En estas elecciones, y las que vendrán, es mucho lo que está en juego, para los millones sin empleo, sin seguro de salud, las millones de familias que habiendo perdido a un ser querido al Covid perdieron su forma de subsistencia y arriesgan perder el techo sobre sus cabezas (que aunque les llamemos sus hogares, no son sus dueños), para los cientos de miles que a través de los años han sido víctimas de la discriminación y el racismo sistémico, de la brutalidad policial, de una desigualdad económica que hiere hasta los huesos, para los millones de estudiantes que a través de los años han ido hipotecando su futuro para poder estudiar y superarse, para nuestro planeta, nuestros hijos y nuestros nietos.

Salgamos en masa a votar, en persona con mascarilla y guardando la distancia, por correo, solicitando desde ya y devolviendo la papeleta de votación sin esperar al último día. No podemos permitirnos no hacerlo.
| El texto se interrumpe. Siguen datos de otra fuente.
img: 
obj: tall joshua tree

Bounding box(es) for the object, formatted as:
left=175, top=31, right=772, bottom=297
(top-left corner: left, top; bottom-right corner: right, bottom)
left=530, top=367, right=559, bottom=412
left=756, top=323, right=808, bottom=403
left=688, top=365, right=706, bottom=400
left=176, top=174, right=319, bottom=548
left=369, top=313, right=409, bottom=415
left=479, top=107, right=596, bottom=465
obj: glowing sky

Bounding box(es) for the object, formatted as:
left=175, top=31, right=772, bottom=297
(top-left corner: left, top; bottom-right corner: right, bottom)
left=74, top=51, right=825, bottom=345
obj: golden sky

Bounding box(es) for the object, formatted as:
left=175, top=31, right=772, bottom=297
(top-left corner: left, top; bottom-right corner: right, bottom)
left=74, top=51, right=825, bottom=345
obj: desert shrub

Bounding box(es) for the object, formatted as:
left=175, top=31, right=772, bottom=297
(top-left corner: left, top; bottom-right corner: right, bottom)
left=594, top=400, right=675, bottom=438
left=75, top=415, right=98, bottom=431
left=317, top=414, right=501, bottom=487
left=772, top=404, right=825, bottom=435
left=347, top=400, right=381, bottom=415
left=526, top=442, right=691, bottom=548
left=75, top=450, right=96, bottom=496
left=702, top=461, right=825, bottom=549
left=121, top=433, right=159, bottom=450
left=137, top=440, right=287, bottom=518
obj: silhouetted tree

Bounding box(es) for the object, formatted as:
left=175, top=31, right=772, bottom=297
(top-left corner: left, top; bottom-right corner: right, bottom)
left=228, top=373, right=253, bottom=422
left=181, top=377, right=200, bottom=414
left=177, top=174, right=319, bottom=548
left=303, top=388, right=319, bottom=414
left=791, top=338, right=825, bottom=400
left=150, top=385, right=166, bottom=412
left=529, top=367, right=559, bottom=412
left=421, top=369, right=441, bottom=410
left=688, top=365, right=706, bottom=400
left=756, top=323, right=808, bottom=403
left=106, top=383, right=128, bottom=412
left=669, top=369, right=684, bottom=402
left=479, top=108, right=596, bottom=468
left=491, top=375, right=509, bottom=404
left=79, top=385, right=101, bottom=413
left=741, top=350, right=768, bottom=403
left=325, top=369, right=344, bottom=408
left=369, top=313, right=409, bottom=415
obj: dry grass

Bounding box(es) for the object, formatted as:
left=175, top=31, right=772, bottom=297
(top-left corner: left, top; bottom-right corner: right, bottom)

Pero recordemos que la catarsis con su llamado a la emoción y a la compasión puede llevarnos a una especie de complacencia. El distanciamiento, en oposición, centrado en las ideas y las decisiones que nos llevan a la reflexión nos recuerda que el cambio está en la acción constante, y que pasado el 3 de noviembre, si los cambios necesarios y prometidos no empiezan a concretarse, las calles se desbordarán nuevamente para empujarlos.